# 14.2: Orthogonal and Orthonormal Bases

There are many other bases that  behave in the same way as the standard basis.  As such, we will study:

1.    $$\textit{Orthogonal bases}$$ $$\{v_{1}, \ldots, v_{n} \}$$:
$v_{i}\cdot v_{j}=0 \textit{ if } i\neq j\, .$
In other words, all vectors in the basis are perpendicular.

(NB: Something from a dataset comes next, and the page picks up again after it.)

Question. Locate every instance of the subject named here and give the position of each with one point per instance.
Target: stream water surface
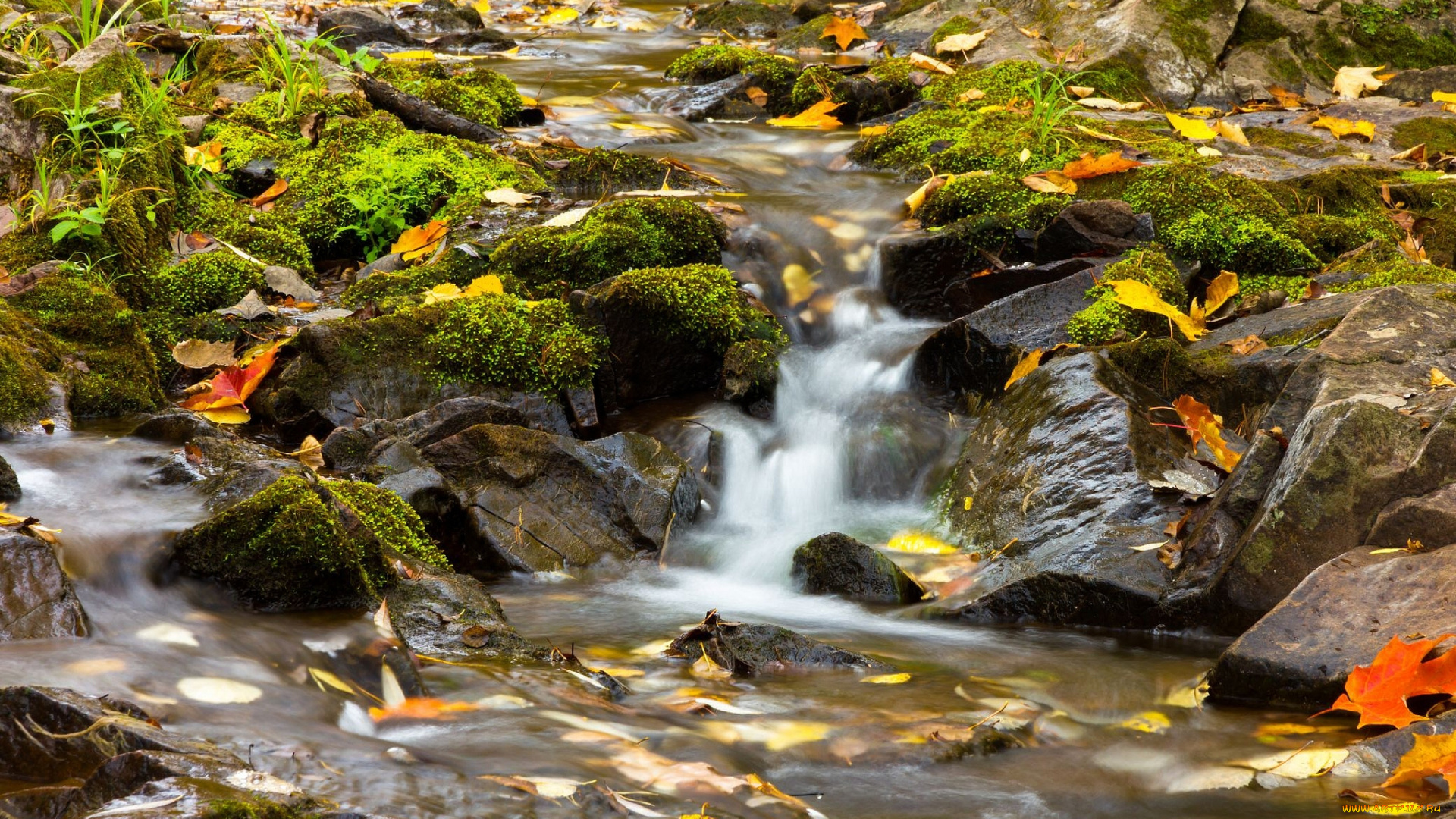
(846, 449)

2.    $$\textit{Orthonormal bases}$$ $$\{u_{1}, \ldots, u_{n} \}$$:
$u_{i}\cdot u_{j} = \delta_{ij}.$
In addition to being orthogonal, each vector has unit length.

Suppose $$T=\{u_{1}, \ldots, u_{n} \}$$ is an orthonormal basis for $$\Re^{n}$$.  Because $$T$$ is a basis, we can write any vector $$v$$ uniquely as a linear combination of the vectors in $$T$$:
$v=c^{1}u_{1}+\cdots c^{n}u_{n}.$
Since $$T$$ is orthonormal, there is a very easy way to find the coefficients of this linear combination.  By taking the dot product of $$v$$ with any of the vectors in $$T$$, we get:
\begin{eqnarray*}
v\cdot u_{i} &=& c^{1}u_{1}\cdot u_{i} + \cdots + c^{i}u_{i}\cdot u_{i} + \cdots + c^{n}u_{n}\cdot u_{i} \\
& = & c^{1}\cdot 0 + \cdots + c^{i}\cdot 1 + \cdots + c^{n}\cdot 0 \\
& = & c^{i}, \\
\Rightarrow\, c^{i} &=& v\cdot u_{i} \\
\Rightarrow\  v &=& (v\cdot u_{1}) u_{1} + \cdots + (v\cdot u_{n})u_{n}\\
&=& \sum_{i} (v\cdot u_{i})u_{i}.
\end{eqnarray*}

This proves the theorem:

Theorem

For an orthonormal basis $$\{u_{1}, \ldots, u_{n} \}$$, any vector $$v$$ can be expressed as
$v =\sum_{i} (v\cdot u_{i})u_{i}.$